- Born: Peter Newton Ford 5 February 1945 (age 81) Los Angeles, California, U.S.
- Occupations: Actor; singer;
- Years active: 1970–present
- Spouse: Lynda Gunderson ​(m. 1970)​
- Children: 3
- Parents: Glenn Ford (father); Eleanor Powell (mother);

= Peter Ford (actor) =

American actor

Peter Newton Ford (born February 5, 1945) is an American retired actor, singer, and former President and Co-Founder of Blackoak Development Company.

== Early life ==
Ford was born in Los Angeles, California, the son of Canadian-American actor Glenn Ford and American actress-dancer Eleanor Powell. As a child, Ford's interest in rock and roll music inadvertently contributed to "Rock Around the Clock" being chosen as the title track for Blackboard Jungle. Ford graduated from Chadwick High School in Palos Verdes, California in 1962, received an Associate of Arts degree from Santa Monica College in 1966, and graduated, cum laude, from the University of Southern California in 1968 with a B.A. degree in English. While attending the University of Southern California, Ford met his future wife, Lynda Gundersen. Ford was accepted to the University of Southern California School of Law, but chose instead to work as an actor and singer.

== Career ==

=== Musical career ===
Originally under contract to Capitol Records, Ford was mentored by Nat "King" Cole. Later, recording for Philips Records the release of his singles, "Don't Keep It To Yourself"/"Blue Ribbons" which were noted in Billboard's Pop Spotlight's Top 60, resulting in the song's appearance on many teen music television shows of the era, including American Bandstand, Hullabaloo and Ninth Street West.

He eventually formed his own group, The Creations, which appeared in various local clubs, as well as the Whisky a Go Go in West Hollywood and the El Cortez Club in Las Vegas.

=== Acting ===
Ford also worked on nearly two dozen film projects as an actor and dialogue director. The first was Gilda where director Charles Vidor used Ford's photo to represent Johnny Farrell (Glenn's role in the film) as a child.
Ford's first speaking role was in The Gazebo in 1959, co-starring Debbie Reynolds. He also appeared in Pocketful of Miracles, Dear Heart, Advance to the Rear, Fate is the Hunter, and The Rounders.

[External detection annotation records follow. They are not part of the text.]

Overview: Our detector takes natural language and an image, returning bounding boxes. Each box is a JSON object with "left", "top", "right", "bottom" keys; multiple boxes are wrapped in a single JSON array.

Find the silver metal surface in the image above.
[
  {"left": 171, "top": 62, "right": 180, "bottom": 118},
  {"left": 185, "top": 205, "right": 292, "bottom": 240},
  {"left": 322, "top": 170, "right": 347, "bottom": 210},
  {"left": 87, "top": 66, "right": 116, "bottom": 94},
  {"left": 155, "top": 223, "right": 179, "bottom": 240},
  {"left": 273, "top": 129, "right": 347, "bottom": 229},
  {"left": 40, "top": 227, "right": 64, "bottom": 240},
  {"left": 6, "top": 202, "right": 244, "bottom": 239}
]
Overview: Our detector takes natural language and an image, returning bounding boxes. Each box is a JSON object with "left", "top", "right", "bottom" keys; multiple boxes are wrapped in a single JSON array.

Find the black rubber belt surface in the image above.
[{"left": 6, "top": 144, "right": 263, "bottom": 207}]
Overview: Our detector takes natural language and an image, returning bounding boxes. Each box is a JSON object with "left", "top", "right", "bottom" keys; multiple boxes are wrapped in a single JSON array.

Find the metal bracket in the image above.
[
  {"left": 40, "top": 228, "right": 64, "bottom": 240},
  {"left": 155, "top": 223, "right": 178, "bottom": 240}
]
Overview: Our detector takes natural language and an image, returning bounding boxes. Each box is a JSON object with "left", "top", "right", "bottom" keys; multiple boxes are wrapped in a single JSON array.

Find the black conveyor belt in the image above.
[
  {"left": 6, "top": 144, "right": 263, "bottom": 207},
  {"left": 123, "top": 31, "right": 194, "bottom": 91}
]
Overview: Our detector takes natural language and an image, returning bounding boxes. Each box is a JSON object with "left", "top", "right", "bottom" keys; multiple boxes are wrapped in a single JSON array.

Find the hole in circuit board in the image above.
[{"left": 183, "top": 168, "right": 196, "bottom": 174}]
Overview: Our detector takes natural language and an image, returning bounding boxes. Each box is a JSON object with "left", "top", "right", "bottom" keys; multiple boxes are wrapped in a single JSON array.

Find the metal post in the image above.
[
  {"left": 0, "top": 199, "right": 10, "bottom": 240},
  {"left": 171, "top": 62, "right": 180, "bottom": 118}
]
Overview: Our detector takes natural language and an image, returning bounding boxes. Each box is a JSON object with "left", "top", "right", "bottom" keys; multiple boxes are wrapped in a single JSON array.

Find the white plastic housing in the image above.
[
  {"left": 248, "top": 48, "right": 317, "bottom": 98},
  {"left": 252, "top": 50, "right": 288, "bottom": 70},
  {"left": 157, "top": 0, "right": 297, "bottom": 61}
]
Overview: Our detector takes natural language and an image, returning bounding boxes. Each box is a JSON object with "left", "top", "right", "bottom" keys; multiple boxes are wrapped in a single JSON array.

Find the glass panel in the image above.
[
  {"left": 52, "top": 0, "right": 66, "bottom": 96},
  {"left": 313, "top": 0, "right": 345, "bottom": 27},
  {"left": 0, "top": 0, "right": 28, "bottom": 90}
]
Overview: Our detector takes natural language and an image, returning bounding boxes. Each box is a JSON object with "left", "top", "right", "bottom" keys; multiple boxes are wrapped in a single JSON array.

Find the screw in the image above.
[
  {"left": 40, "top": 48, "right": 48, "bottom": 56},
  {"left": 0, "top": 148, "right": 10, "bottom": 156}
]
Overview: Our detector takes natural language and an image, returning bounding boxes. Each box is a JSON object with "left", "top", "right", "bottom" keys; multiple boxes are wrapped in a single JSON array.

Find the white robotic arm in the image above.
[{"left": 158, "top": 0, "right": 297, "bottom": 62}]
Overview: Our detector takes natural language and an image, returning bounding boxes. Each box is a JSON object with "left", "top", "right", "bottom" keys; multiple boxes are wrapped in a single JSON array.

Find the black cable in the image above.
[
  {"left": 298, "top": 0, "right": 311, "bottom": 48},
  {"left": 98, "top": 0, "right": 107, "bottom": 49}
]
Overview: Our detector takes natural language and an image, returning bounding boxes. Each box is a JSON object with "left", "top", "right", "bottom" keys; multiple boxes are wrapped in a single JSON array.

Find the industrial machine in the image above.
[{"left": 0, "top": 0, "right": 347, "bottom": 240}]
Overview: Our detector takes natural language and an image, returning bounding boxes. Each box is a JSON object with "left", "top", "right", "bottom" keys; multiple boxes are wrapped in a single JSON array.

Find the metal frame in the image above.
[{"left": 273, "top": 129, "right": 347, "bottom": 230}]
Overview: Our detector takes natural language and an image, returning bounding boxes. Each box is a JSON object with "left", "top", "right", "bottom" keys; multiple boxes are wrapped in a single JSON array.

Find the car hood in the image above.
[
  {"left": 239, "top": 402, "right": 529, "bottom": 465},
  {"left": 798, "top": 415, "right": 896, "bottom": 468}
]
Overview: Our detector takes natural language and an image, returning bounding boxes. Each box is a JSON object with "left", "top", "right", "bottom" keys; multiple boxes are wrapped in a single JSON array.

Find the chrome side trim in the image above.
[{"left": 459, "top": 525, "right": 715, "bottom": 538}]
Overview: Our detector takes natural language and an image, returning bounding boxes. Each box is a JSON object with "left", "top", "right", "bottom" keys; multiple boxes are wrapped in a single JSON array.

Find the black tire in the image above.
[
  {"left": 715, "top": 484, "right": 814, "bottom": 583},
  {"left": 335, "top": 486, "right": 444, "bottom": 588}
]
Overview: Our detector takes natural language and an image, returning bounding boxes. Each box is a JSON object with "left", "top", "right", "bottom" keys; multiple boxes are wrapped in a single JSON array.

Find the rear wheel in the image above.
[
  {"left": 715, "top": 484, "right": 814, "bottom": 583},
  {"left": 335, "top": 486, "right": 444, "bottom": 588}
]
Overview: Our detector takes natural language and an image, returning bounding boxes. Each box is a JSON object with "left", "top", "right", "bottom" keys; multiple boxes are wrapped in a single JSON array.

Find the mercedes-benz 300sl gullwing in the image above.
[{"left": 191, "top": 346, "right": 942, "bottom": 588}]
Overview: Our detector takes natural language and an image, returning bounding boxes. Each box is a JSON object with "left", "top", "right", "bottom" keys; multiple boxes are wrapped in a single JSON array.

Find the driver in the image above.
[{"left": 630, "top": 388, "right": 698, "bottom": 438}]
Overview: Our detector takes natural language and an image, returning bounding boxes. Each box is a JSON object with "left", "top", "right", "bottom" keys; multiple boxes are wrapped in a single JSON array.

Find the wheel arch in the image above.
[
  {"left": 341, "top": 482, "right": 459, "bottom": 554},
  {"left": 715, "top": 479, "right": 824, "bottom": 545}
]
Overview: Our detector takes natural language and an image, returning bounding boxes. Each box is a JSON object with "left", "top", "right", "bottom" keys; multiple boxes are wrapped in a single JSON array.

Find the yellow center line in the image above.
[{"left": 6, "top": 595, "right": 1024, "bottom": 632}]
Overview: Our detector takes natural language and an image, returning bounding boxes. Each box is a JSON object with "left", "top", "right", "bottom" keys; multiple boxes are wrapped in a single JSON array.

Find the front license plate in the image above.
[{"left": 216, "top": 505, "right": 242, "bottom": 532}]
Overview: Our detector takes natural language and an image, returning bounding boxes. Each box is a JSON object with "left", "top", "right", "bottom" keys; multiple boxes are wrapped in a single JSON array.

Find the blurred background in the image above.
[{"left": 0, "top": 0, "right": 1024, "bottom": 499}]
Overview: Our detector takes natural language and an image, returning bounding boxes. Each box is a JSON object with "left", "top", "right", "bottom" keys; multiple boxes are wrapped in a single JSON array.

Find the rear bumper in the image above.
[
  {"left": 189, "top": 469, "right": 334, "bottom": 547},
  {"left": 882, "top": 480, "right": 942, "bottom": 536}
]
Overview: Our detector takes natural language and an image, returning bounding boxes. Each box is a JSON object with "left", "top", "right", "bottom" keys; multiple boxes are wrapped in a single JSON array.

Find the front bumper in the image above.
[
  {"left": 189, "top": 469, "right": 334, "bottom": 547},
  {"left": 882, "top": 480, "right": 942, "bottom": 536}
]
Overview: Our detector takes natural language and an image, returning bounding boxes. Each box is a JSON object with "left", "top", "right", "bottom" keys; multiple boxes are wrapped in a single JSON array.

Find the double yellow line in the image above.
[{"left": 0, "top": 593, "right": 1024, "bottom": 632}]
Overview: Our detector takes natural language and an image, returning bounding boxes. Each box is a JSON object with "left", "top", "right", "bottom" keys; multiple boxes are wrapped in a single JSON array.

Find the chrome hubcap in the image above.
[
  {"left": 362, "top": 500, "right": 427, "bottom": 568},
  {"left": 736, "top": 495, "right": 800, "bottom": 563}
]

In the early 1970s, Ford began working at Fox and was cast as a series regular and dialogue director for Cade's County, which starred his father Glenn Ford, playing forensic lab deputy Pete Odom. After Cade's County ended, Ford joined the Photo Unit of the Los Angeles County Sheriff's Department as a Reserve Deputy, rising to the rank of Lieutenant before retiring in 1996.

=== Building ===
In the mid-1970s, Ford and his wife Lynda began remodeling and selling homes.

Ford's first major home building commission was for producer Walter Coblenz, producer of All the President's Men and The Onion Field. He took a partner into his company and formed Blackoak Development Company. Ford went on to build and remodel homes for many clients involved in the film and television industry: producer Steve Tisch, actress Mary Kay Place, producer Jerry Belson, super agent Jeff Berg, producer Don Simpson, writers Chuck Shyer and Nancy Meyers, actress Jo Beth Williams, health guru Richard Simmons, actress Sally Kellerman, and Blake Edwards and Julie Andrews.

In 1989, Ford took over the building company and operated it as a sole proprietorship until his retirement from building in 1996. Blackoak/Ford was a respected custom residential construction firm. His work has been published in architectural magazines throughout the world, most notably the Schnabel House, designed by architect Frank Gehry. It was noted by Architectural Digest as "one of the greatest houses of the 20th century".

== Personal life ==
Ford married Lynda Gunderson (b. 1946) in 1970.

Ford and Lynda have three children: Aubrey Newton Ford (b. 1977), Ryan Welsie Ford (b. 1984) and Eleanor Powell Ford (b. 1988).

=== Hobbies and interests ===
Ford is a student and collector of Native American culture who harbors an interest in genealogical research, with membership in the General Society of Mayflower Descendants, Society of Colonial Wars, Society of the Sons of the Revolution, The Baronial Order of the Magna Charta, the Order of the Crusades (with 11 Crusaders in his direct line), the Crown of Charlemagne (Charlemagne is Ford's 38th Great Grandfather) and The Order of Founders and Patriots of America.

He also collects movie memorabilia from Hollywood's Golden Age, and maintains The Glenn Ford and Eleanor Powell Library and Archives and as a writer, he has published numerous articles. Ford's various interests led him to KIEV-AM 870 radio, where for nearly three years in the late 1990s he hosted a weekly nighttime political talk show in Los Angeles, The Peter Ford Show.

Ford is also the author of Glenn Ford: A Life, a biography of his father published by the University of Wisconsin Press.

Ford and his wife Lynda currently reside in Bigfork, Montana.